In my typical, somewhat no-holds-barred style, I replied, “It’s not your choice; it’s God’s. It’s God’s will to love you as you are.”
Sarah replied, “I’ve struggled with that all my life.”
Then she began to tell her story. The burden of caring for her mother had left her “stretched out.” She had been a caregiver while at the same time having to care for herself. She was never sure whether she was meeting her mother’s needs, and now was plagued by the fact that the first anniversary of her mother’s death was approaching.

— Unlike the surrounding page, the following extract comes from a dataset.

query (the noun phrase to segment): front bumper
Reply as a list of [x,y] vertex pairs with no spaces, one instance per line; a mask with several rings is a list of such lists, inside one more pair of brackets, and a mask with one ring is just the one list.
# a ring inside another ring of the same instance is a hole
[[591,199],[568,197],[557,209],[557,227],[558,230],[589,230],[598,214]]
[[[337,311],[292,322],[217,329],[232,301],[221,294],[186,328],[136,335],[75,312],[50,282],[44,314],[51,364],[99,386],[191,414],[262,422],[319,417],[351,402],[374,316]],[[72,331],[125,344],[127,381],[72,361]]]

I asked her, “How is your disease for you?”
“When I was diagnosed,” she said, “I decided I was going to fight it with everything I had. I was going to take control of this and go full blast to beat it.”
She reported that she went three times a year to M. D. Anderson, the famous cancer center in Houston. In between visits, she was treated by Louisville doctors. The M. D. Anderson physicians recommended chemotherapy, but the Louisville specialists urged an experimental treatment. This conflict wore her down. “I feel like I’m batting myself back and forth,” she said. The disagreement persisted until her death.
Every time she visited Houston, her three sisters accompanied her. In my experience, that was very unusual. They became her support system. She told me that one sister was a critical care nurse, and she was particularly helpful. For another sister, who was the least emotionally stable, these visits to Texas were very difficult, but she made them as a commitment to her sister.